High Court rules that DRIPA is unlawful

ORG intervened in the successful judicial review brought by David Davis MP and Tom Watson MP, who were represented by Liberty. ORG emphasised the important EU legislation regulating the retention of communications data and the clear legal requirements laid down by the judgment of the Court of Justice of the EU (CJEU) in the Digital Rights Ireland case that struck down the Data Retention Directive.

ORG’s Executive Director Jim Killock said:

“When the Government forced DRIPA through Parliament a year ago, they denied our parliamentarians and the British public a proper debate about how our personal data is being kept by telecoms companies and accessed by the state.

“As many of us pointed out at the time, this was inconsistent with the findings of the CJEU that blanket data retention intruded on our right to privacy. Now that the High Court has agreed that DRIPA does not comply with EU law, we hope that the Government will listen to these concerns.

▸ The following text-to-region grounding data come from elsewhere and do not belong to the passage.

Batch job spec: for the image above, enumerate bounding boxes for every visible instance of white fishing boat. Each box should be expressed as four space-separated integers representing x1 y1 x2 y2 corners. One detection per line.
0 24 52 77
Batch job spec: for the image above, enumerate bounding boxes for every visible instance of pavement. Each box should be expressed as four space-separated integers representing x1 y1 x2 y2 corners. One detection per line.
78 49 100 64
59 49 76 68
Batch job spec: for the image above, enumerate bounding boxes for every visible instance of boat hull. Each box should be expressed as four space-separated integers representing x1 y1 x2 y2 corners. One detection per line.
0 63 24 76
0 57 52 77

“In autumn, the Government will present the Investigatory Powers Bill to parliament. This should not be, as rumoured, an attempt by the Home Secretary to re-introduce the Snoopers’ Charter, but an opportunity to introduce an effective surveillance law that is compatible with human rights.”

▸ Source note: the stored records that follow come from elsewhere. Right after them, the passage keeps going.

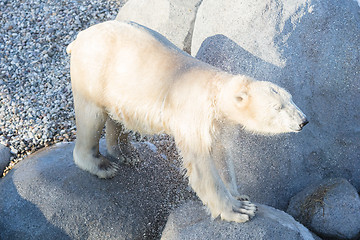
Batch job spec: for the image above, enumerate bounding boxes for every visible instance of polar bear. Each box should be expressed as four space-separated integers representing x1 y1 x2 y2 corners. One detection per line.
67 20 308 223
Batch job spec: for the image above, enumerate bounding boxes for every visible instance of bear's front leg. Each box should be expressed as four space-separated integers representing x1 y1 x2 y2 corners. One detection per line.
183 152 257 223
212 136 250 202
73 92 118 178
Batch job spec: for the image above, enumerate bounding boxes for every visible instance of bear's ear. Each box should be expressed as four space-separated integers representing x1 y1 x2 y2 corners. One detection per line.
224 75 251 107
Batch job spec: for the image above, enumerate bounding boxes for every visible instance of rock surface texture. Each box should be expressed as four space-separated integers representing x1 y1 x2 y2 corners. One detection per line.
0 141 189 240
287 178 360 240
0 144 11 174
161 200 315 240
192 0 360 209
116 0 203 53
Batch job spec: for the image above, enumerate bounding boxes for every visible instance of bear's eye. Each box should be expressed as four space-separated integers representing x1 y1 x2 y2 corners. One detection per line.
271 88 279 95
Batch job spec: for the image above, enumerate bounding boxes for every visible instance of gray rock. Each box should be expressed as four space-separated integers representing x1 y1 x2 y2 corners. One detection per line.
0 140 189 240
161 200 315 240
287 178 360 240
0 144 11 173
116 0 203 54
192 0 360 209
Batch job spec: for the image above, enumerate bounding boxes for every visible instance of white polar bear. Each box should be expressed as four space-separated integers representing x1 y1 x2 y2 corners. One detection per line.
67 20 308 223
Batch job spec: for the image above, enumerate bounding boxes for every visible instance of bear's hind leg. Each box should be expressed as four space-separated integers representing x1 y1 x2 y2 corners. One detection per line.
105 118 140 165
73 93 118 178
105 118 124 162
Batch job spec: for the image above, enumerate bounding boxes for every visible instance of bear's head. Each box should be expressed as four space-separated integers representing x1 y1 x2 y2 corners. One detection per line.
218 76 308 134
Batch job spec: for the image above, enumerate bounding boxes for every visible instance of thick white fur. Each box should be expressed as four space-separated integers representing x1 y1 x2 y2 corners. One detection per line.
67 20 307 223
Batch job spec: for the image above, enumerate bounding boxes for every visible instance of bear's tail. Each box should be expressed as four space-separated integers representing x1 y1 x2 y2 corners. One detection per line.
66 41 75 54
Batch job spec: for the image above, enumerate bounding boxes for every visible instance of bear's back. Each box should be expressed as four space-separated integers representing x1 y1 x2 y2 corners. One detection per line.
68 20 220 135
73 20 188 60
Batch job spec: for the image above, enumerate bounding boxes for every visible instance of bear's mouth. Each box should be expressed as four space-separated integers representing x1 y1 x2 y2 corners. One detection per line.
291 127 302 132
292 119 309 132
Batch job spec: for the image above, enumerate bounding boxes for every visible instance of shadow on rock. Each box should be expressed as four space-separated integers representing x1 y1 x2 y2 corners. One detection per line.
0 179 71 240
196 34 281 80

While ORG welcomes Lord Justice Bean and Mr Justice Collins’s judgment, we disagree with their intrepretation of the CJEU ruling. They claim that this ruling did not seek to constrain the retention of communications data. ORG disagrees. We believe that the CJEU was clear that blanket data retention severely interferes with the fundamental rights to respect for private life and to the protection of personal data.

The government is expected to lay a new Bill before Parliament in autumn 2015. It is believed that this Bill may call for an increase in the kinds of data that ISPs will be expected to keep about their customers, including weblogs. ORG believes that this would also be incompatible with EU law.

DRIPA will remain in force until the end of March 2016.